Habeus Corpus: Latin for “you have the body” or “to produce the body”
Writ of Habeus Corpus: A writ (aka court order) that commands an individual or a government official who has restrained another to produce the prisoner at a designated time and place so that the court can determine the legality of custody and decide whether to order the prisoner’s release.
Habeus corpus is sometimes called “The Great Writ” and there’s a pretty good summary of its history going back to the Magna Charta on the Free Dictionary.
Suspended in Thin Air
The really weird thing is that the Constitution only mentions habeus corpus once, in the Suspension Clause. We think of it as a fundamental right. But the Constitution only defines it in negative terms. A thicket of case law determines its application. So, some defining features. In 1917, Gasquet v. Lapeyre determined that only the federal government (not the states) is limited by the clause. The clause is also vague about who gets to do the suspending. President Lincoln suspended the privilege in the Civil War. He got so much blowback that he went back and got congressional authorization.
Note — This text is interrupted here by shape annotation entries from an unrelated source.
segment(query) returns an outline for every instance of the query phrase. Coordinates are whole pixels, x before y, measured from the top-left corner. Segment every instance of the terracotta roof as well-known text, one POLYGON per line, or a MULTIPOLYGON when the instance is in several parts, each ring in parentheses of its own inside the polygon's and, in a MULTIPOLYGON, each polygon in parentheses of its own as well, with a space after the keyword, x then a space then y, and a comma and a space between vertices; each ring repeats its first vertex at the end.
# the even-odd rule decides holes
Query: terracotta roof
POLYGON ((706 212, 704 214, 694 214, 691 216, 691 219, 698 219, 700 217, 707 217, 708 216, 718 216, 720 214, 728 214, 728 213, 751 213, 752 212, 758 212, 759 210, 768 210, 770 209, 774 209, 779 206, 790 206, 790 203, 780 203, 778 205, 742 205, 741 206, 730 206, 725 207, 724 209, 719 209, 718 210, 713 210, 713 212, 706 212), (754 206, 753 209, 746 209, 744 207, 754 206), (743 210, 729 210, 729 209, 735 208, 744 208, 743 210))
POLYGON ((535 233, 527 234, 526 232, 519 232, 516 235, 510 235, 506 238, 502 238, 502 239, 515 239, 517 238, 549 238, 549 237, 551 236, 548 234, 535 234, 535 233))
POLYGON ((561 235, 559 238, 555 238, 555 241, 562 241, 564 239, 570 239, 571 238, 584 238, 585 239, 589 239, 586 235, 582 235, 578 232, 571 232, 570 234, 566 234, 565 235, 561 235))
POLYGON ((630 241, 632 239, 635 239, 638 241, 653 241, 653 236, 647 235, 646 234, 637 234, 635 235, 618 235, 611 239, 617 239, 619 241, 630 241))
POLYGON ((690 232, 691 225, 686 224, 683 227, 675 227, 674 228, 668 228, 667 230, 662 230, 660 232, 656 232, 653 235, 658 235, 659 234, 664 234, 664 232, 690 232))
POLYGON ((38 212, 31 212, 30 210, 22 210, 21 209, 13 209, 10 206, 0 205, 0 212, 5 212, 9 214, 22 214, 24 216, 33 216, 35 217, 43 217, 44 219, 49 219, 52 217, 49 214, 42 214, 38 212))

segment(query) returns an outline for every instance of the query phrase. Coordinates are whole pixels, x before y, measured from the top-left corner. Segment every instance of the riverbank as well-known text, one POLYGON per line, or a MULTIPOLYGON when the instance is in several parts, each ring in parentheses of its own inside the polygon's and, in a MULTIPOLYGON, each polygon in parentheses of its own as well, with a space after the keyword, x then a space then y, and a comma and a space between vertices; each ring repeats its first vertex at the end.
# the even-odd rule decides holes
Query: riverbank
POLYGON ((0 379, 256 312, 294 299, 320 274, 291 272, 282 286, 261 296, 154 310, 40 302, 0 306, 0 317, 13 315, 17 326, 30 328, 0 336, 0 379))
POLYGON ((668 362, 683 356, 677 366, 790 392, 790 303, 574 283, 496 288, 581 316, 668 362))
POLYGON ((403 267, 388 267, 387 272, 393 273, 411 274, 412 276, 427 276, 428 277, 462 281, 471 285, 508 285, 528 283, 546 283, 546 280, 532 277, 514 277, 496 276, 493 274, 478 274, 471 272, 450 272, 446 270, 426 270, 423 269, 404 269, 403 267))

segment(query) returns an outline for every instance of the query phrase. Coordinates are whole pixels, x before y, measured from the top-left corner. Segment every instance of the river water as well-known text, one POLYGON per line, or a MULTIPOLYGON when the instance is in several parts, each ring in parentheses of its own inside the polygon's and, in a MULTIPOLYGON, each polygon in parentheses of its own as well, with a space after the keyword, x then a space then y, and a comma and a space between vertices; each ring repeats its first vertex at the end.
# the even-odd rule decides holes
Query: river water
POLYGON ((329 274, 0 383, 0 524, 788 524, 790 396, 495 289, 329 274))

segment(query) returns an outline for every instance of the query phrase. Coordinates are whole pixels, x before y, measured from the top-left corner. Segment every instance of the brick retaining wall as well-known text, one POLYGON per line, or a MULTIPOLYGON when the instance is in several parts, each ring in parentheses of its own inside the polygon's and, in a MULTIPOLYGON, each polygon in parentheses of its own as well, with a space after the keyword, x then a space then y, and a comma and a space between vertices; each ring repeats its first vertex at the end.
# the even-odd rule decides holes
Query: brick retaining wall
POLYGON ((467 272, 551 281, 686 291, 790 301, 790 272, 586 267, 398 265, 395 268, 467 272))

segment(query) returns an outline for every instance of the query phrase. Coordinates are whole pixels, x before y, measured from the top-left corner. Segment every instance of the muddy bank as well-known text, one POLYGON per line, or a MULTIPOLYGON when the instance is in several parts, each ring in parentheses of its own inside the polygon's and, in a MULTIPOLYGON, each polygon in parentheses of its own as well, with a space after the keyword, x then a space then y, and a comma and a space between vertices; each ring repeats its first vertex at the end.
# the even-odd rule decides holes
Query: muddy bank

Cases of Rebellion or Invasion
Nowadays the technicalities of the clause get less attention than possible causes of suspension. When anyone with brown skin or a prayer rug counts as a threat to public safety, habeus corpus is at risk. Now it seems to me that in cases of rebellion or invasion there would be sufficient legal grounds for arrest. No unconstitutional arrests, no need for habeus corpus, no need to restrict it. Apparently, my opinion is not the dominant one.
Both the Antiterrorism and Effective Death Penalty Act of 1996 (AEDPA) and the Illegal Immigration Reform and Immigrant Responsibility Act (IIRIRA) have placed restrictions on the use of habeus corpus to question the legality of detention. Because immigration is totally the same the same thing as invasion. eye roll
Habeus Corpus Today
According to Cornell’s Legal Information Institute:
Today, habeas corpus is mainly used as a post-conviction remedy for state or federal prisoners who challenge the legality of the application of federal laws that were used in the judicial proceedings that resulted in their detention.…The writ of habeas corpus primarily acts as a writ of inquiry, issued to test the reasons or grounds for restraint and detention. The writ thus stands as a safeguard against imprisonment of those held in violation of the law, by ordering the responsible enforcement authorities to provide valid reasons for the detention. Thus, the writ is designed to obtain immediate relief from unlawful impeachment, by ordering immediate release unless with sufficient legal reasons and grounds.
As a fundamental instrument for safeguarding individual’s freedom against arbitrary and lawless state action, the writ of habeas corpus serves as a procedural device, by which executive, judicial, or other governmental restraints on personal liberty are subjected to judicial scrutiny.
Yeah. So, not a thing you want to suspend lightly.